But most exchange rates aren’t fixed—they’re “floating,” meaning their values constantly change depending on various economic factors. As of 2019, one U.S. dollar is the equivalent of sixty-eight Indian rupees. Ten years ago, a dollar was worth fifty rupees. And forty years ago, you only needed eight rupees to get one dollar. Over time, the value of the rupee has depreciated, or gone down, making it worth less. Sometimes a currency that depreciates is described as getting weaker because you can buy less foreign currency with it. On the flip side, the Israeli new shekel was worth just nineteen U.S. cents in 2003, but its value has grown over time, trading in for twenty-eight cents in 2019, a 50 percent increase. Over this time period, the shekel got stronger or more valuable; in other words, the currency appreciated.
Appreciation = getting stronger = worth more = higher value
Depreciation = getting weaker = worth less = lower value
Changes in the value of a currency are influenced by supply and demand.
Currencies are bought and sold, just like other goods are. These transactions mainly take place in foreign exchange markets, marketplaces for trading currencies.
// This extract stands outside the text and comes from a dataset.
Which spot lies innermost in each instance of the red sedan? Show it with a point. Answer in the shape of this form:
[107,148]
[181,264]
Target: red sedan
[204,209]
Currencies increase in value when lots of people want to buy them (meaning there is high demand for those currencies), and they decrease in value when fewer people want to buy them (i.e., the demand is low). And if a large amount of a currency is lying around in the market (i.e., supply), its value will go down, just like its value would go up if there were not much of it in the market. As you will see below, supply and demand of a currency can change based on several factors, including a country’s attractiveness to investors, commodity prices, and inflation.